Machine Learning Tasks:
1)Stock Price Prediction: Use time-series forecasting models like ARIMA, SARIMA, or Prophet to predict future stock prices for a particular company. Evaluate the models' performance using metrics like Mean Squared Error (MSE) or Root Mean Squared Error (RMSE).
2)Classification of Stock Movements: Create a binary classification model to predict whether a stock will rise or fall on the next trading day. Utilize features like historical price changes, volumes, and technical indicators for the predictions. Implement classifiers such as Logistic Regression, Random Forest, or Support Vector Machines (SVM).
3)Clustering Analysis: Cluster companies based on their historical stock performance using unsupervised learning algorithms like K-means clustering. Explore if companies with similar stock price patterns belong to specific industry sectors.
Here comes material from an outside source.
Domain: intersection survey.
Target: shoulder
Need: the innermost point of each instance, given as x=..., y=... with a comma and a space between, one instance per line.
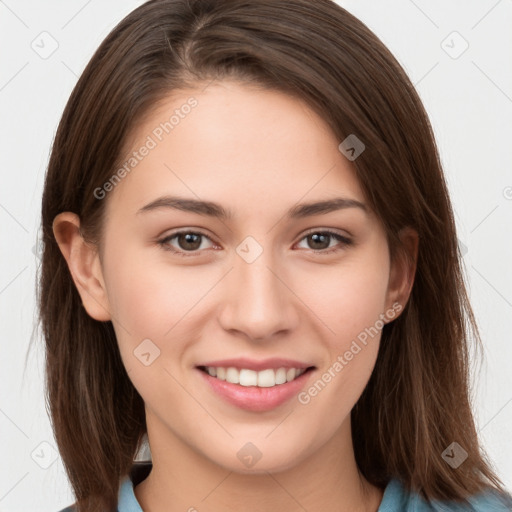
x=126, y=498
x=397, y=499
4)Anomaly Detection: Detect anomalies in stock prices or trading volumes that deviate significantly from the historical trends. Use techniques like Isolation Forest or One-Class SVM for anomaly detection.
5)Reinforcement Learning for Portfolio Optimization: Formulate the stock market data as a reinforcement learning problem to optimize a portfolio's performance. Apply algorithms like Q-Learning or Deep Q-Networks (DQN) to learn the optimal trading strategy.
The dataset provided on Kaggle, titled "Stock Market Stars: Historical Data of Top 10 Companies," is intended for learning purposes only. The data has been gathered from public sources, specifically from web scraping www.nasdaq.com, and is presented in good faith to facilitate educational and research endeavors related to stock market analysis and data science.
It is essential to acknowledge that while we have taken reasonable measures to ensure the accuracy and reliability of the data, we do not guarantee its completeness or correctness. The information provided in this dataset may contain errors, inaccuracies, or omissions. Users are advised to use this dataset at their own risk and are responsible for verifying the data's integrity for their specific applications.
This dataset is not intended for any commercial or legal use, and any reliance on the data for financial or investment decisions is not recommended. We disclaim any responsibility or liability for any damages, losses, or consequences arising from the use of this dataset.
By accessing and utilizing this dataset on Kaggle, you agree to abide by these terms and conditions and understand that it is solely intended for educational and research purposes.
Please note that the dataset's contents, including the stock market data and company names, are subject to copyright and other proprietary rights of the respective sources. Users are advised to adhere to all applicable laws and regulations related to data usage, intellectual property, and any other relevant legal obligations.
In summary, this dataset is provided "as is" for learning purposes, without any warranties or guarantees, and users should exercise due diligence and judgment when using the data for any purpose.